Container components:
- Focus on how things work.
- may contain both presentational and container components inside but usually don’t have DOM markup of their own except for some wrapping divs, and never have styles.
- Provide the data and behavior to presentational or other container components.
- Call Flux actions and provide these callbacks to the presentational components.
- Are often stateful, as they tend to serve as a data source.
- Are usually generated using higher order components such as connect() from React Redux, createContainer() from Relay, or Container.create() from Flux Utils.
Redux flow
“One-way data flow”:
- State describes the condition of the app at the specific point in time.
- The UI is rendered based on that state
- When something happens (like a button click), the state is updated based on what occured.
- The UI re-renders based on the new state.
For Redux specifically , we can break these steps down into more detail.
initial setup:
- A Redux store is created using a root reducer function
- The store calls the root reducer once, and saves the return value as its initial state
- When the UI is first rendered, UI components access the current state of the Redux store, and use that data to decide what to render. They also subscribe to any future store updates so they can know if the state has changed.
updates:
- Something happens in the app, such as a user clicking a button.
- The app code dispatches an action to the Redux store, like dispatch({type: ‘counter/incremented’}).
- The store runs the reducer function again with previous state and the current action, and saves the return value as the new state.
- The store notifies all parts of the UI that are subscribed that the store has been updated.
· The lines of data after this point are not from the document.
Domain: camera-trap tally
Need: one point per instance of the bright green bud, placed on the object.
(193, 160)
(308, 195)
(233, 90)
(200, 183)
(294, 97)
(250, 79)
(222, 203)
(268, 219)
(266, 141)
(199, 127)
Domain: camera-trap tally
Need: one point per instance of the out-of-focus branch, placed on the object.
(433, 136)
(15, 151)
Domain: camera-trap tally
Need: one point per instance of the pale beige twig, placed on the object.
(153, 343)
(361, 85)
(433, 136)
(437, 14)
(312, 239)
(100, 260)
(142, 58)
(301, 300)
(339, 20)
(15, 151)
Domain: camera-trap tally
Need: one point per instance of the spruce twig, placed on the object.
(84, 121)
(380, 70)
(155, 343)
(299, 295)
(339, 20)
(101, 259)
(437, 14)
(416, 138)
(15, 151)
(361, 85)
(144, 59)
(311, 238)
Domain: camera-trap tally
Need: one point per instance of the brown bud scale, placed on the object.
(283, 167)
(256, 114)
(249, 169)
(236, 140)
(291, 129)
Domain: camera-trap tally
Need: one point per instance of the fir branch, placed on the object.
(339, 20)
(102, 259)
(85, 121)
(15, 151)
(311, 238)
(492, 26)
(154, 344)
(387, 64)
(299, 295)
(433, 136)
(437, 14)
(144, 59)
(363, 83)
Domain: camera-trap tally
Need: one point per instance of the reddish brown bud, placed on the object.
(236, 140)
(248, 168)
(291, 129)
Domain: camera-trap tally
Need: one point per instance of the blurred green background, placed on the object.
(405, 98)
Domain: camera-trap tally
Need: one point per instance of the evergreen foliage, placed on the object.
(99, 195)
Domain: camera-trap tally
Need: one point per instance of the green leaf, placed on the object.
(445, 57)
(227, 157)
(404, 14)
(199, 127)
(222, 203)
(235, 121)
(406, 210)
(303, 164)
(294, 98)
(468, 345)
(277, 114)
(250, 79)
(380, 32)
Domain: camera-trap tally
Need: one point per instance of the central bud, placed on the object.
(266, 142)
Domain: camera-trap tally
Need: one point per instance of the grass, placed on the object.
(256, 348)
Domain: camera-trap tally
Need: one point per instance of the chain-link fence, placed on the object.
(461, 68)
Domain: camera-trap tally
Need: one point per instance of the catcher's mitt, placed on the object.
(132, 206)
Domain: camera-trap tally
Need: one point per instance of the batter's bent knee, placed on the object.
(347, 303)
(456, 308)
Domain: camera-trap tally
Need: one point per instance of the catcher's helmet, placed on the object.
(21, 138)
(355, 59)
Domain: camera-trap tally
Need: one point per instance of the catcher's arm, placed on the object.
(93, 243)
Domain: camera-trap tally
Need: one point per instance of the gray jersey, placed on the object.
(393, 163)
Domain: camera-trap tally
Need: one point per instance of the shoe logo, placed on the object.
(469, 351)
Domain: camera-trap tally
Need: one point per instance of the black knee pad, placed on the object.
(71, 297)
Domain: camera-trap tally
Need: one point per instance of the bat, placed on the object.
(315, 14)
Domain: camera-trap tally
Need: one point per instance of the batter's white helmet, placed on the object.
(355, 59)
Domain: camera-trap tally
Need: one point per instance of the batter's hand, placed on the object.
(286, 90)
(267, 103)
- Each UI component that needs data from the store checks to see if the parts of the state they need have changed.
- Each component that sees its data has changed forces a re-render with the new data, so it can update what’s shown on the screen.
mapStateToProps & mapDispatchToProps
mapStateToProps is a function used to provide the store data to your components, while mapDispatchToPtops is something that you will use to provide the action creators as props to your component.
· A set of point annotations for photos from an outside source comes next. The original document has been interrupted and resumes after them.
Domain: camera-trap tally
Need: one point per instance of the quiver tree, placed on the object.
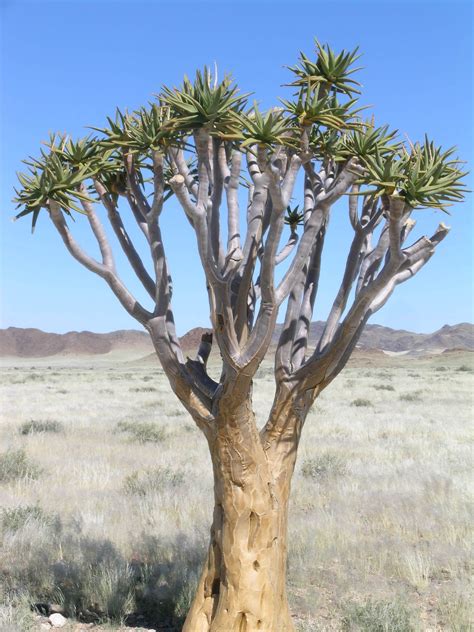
(237, 173)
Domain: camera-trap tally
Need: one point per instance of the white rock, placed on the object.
(57, 620)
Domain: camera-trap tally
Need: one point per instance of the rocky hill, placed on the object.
(31, 343)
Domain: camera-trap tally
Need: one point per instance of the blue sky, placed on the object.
(66, 65)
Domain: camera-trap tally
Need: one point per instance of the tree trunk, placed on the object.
(243, 584)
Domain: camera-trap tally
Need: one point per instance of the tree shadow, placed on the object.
(94, 582)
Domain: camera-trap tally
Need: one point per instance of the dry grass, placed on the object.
(112, 511)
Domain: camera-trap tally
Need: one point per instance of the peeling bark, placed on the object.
(243, 583)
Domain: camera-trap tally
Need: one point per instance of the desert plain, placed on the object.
(106, 495)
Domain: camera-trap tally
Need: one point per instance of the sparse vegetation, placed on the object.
(152, 481)
(324, 466)
(17, 517)
(361, 402)
(34, 426)
(414, 396)
(132, 531)
(142, 431)
(378, 616)
(15, 465)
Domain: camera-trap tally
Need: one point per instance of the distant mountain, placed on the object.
(459, 336)
(34, 343)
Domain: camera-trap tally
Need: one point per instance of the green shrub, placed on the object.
(33, 426)
(14, 465)
(17, 517)
(324, 466)
(142, 431)
(152, 481)
(360, 402)
(378, 616)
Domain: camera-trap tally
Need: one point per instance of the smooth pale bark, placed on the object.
(243, 584)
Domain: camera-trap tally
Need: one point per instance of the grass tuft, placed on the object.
(361, 402)
(142, 431)
(378, 616)
(15, 465)
(16, 518)
(33, 426)
(152, 481)
(414, 396)
(324, 466)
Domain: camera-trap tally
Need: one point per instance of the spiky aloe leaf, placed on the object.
(206, 103)
(329, 71)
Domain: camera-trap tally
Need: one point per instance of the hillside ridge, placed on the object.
(31, 342)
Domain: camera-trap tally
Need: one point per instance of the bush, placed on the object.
(324, 466)
(14, 465)
(361, 402)
(142, 431)
(152, 481)
(33, 426)
(378, 616)
(17, 517)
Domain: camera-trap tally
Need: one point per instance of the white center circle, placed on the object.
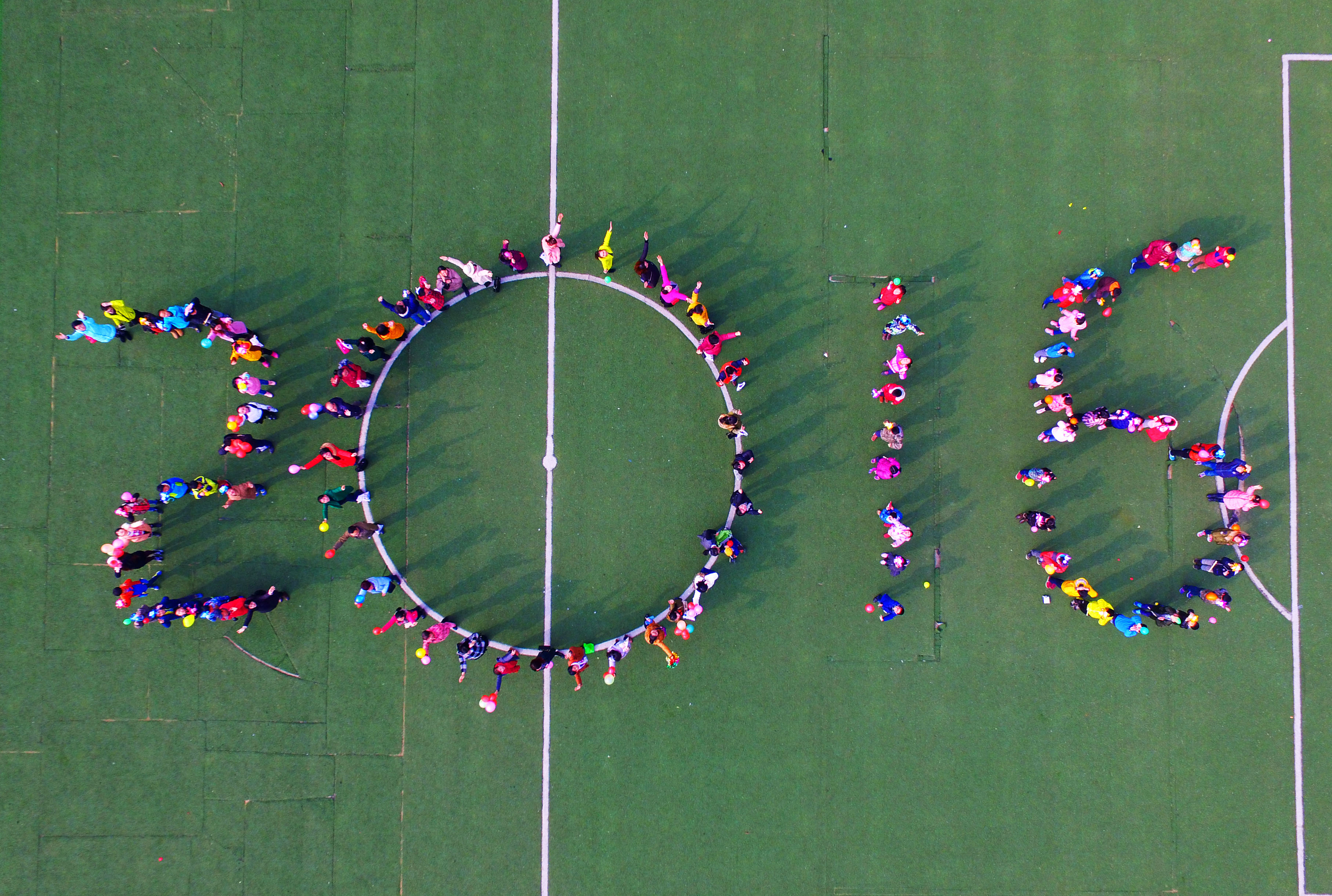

Thunk async dispatches with redux
Redux Thunk is a middleware that lets you call action creators that return a function instead of an action obj. That function receives the store’s dispatch method, which is then used to dispatch regular synchronous actions inside the functions body once the asynchronous operations have been completed.
Rails Backend Concepts:
- Serializers: provides a way of creating custom JSON by representing each resource as a class that inherits from ActiveModel::Serializer
- RESTful routing: provides mapping between HTTP verbs, controller actions and (implicitly) CRUD operations in a database.
- controller methods: the logical center of your application. It coordinates theinteraction between the user, the views, and the model.
React lifecycle methods
There are three phases: Mounting, Updating, Unmounting.
Mounting:
React has four built-in methods that gets called, in this order, when mounting a component:
- constructor(): Is called before anything else, when the component is initiated, and it is the natural place to set up the initial state and other initial values.
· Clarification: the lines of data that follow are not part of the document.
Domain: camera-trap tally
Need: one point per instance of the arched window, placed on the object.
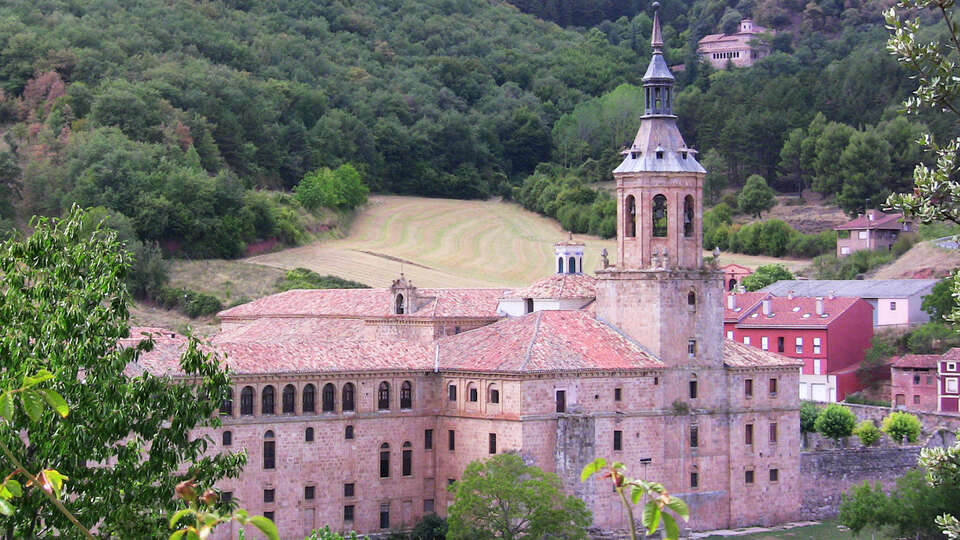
(269, 451)
(328, 397)
(659, 215)
(268, 400)
(289, 397)
(309, 398)
(246, 401)
(406, 395)
(226, 406)
(346, 399)
(383, 396)
(384, 460)
(407, 455)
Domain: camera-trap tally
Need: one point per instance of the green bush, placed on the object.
(902, 426)
(808, 417)
(835, 422)
(867, 432)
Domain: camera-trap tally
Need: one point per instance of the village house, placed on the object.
(828, 334)
(895, 302)
(357, 408)
(872, 230)
(741, 49)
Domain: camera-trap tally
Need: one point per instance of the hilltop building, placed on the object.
(359, 407)
(741, 49)
(873, 230)
(829, 335)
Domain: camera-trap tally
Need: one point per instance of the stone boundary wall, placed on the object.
(827, 474)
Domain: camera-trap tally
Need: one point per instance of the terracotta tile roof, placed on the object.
(744, 304)
(368, 303)
(740, 355)
(922, 361)
(545, 341)
(880, 220)
(798, 311)
(558, 286)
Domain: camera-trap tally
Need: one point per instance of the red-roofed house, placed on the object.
(873, 230)
(829, 334)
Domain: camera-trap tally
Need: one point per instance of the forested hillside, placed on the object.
(173, 112)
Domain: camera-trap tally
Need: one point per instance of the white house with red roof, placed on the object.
(358, 408)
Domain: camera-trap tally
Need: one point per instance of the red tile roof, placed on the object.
(740, 355)
(798, 311)
(558, 286)
(467, 303)
(880, 220)
(545, 341)
(922, 361)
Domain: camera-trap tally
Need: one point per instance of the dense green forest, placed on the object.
(175, 113)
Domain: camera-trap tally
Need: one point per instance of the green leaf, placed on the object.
(56, 401)
(592, 468)
(266, 527)
(178, 516)
(6, 406)
(33, 380)
(32, 404)
(670, 527)
(679, 507)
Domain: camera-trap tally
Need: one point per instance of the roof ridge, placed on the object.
(533, 340)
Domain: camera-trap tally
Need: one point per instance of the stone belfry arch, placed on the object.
(660, 237)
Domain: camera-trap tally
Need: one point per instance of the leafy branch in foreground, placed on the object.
(632, 492)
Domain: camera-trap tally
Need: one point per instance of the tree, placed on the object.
(902, 426)
(503, 498)
(835, 422)
(756, 196)
(127, 442)
(766, 275)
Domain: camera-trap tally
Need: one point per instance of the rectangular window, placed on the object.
(385, 516)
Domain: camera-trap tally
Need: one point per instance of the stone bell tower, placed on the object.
(660, 293)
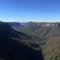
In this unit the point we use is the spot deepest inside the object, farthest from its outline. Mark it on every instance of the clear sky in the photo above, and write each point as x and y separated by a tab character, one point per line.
30	10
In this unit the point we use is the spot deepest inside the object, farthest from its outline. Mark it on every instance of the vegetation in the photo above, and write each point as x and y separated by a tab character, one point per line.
47	38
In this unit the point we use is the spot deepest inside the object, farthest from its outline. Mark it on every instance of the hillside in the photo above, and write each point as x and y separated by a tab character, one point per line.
47	37
15	46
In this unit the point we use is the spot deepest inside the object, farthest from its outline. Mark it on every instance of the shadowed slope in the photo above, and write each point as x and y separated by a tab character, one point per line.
12	49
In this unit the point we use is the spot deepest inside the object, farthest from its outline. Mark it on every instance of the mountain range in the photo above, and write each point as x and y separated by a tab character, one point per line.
45	35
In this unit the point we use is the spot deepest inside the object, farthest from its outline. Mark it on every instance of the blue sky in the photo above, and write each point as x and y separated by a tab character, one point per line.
30	10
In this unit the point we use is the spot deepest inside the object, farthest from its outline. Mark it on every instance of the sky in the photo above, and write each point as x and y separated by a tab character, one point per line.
30	10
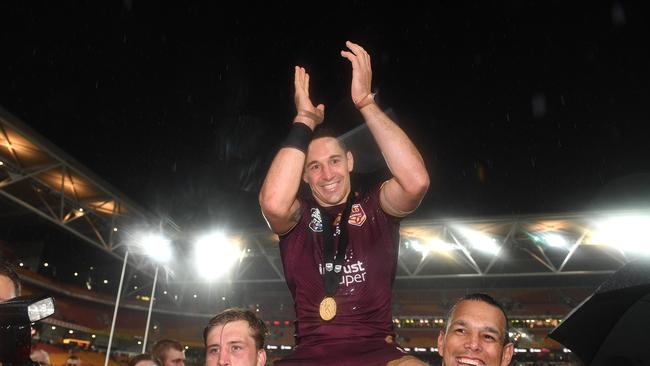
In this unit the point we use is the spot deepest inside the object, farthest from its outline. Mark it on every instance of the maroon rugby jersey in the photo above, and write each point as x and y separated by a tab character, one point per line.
358	334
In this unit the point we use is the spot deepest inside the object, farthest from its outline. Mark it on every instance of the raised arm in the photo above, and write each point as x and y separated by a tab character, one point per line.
278	196
404	191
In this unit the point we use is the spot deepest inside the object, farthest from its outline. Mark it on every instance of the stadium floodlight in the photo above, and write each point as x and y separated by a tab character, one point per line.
157	247
215	254
479	240
554	240
627	233
432	245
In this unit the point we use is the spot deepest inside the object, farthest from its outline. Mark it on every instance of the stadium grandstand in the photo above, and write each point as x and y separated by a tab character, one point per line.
69	233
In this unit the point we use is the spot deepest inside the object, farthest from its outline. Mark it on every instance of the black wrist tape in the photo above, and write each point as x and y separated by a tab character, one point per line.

- getDerivedStateFromProps(): Called right before the rendering the elements to the DOM.
- render(): Is required and will always be called, the others are optional and will be called if you define them.
- componentDidMount(): Method is called after the component is rendered.
Info on the other phases go to https://www.w3schools.com/react/react_lifecycle.asp
React has a Virtual DOM
The virtual DOM (VDOM) is a programming concept where an ideal, or “virtual”, representation of a UI is kept in memory and synced with the “real” DOM by a library such as ReactDOM. This process is called reconciliation.
In conclusion all of these concepts are some of the few things you should know and understand. What I've learned in this phase is to build as much as you can, because nothing beats muscle memory.